For New Yorkers, the biggest changes that will result after the ban is enacted will likely come at the checkout counter. As reported, when consumers purchase most items, they will either have to provide a reusable bag of their own or request (and potentially pay for) a paper bag provided by the retailer.

In a statement he released after he initially introduced the idea of a plastic bag ban back in April 2018, Governor Cuomo stressed that plastic bag waste has had a profoundly negative effect on the environment. As Cuomo noted:

The blight of plastic bags takes a devastating toll on our streets, our water and our natural resources, and we need to take action to protect our environment ... As the old proverb goes: 'We did not inherit the earth, we are merely borrowing it from our children,' and with this action we are helping to leave a stronger, cleaner and greener New York for all.

Once the legislation is enacted, New York will join California in employing a statewide ban on single-use plastic bags, CNN reported. Notably, Hawaii also essentially bans plastic bags statewide, though this is achieved through local laws as opposed to statewide legislation, the outlet indicated.

In California, the nationwide ban has been quite effective in reducing plastic bag waste.
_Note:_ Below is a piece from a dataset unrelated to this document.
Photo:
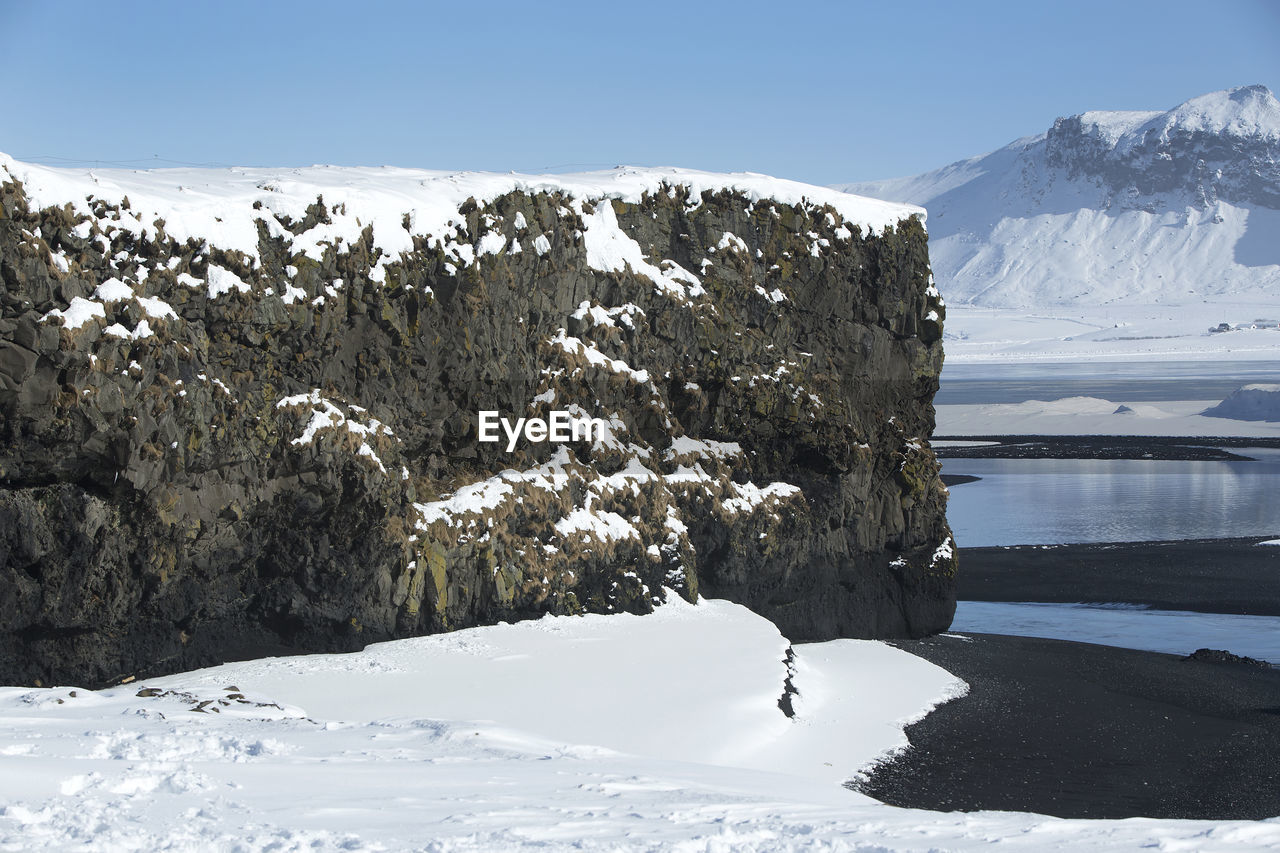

As Californians Against Waste reported in November 2017, John Laird, the former California Secretary for Natural Resources, said that there had been a very noticeable difference in the amount of plastic litter collected during environmental cleanup events in the state in the first year after the ban was enacted. “For decades, plastic bags were one of the most common items collected during the annual California coastal cleanup,” Laird said, per Californians Against Waste. “This year, as California continues to transition to reusable bags, we are seeing a substantial decline in plastic grocery bag litter on beaches, rivers and parkways.”

As New York moves toward implementing its own plastic bag ban next year, it remains to be seen exactly how consumers will respond to the legislation — and how much the ban will alter the level of plastic waste in the state.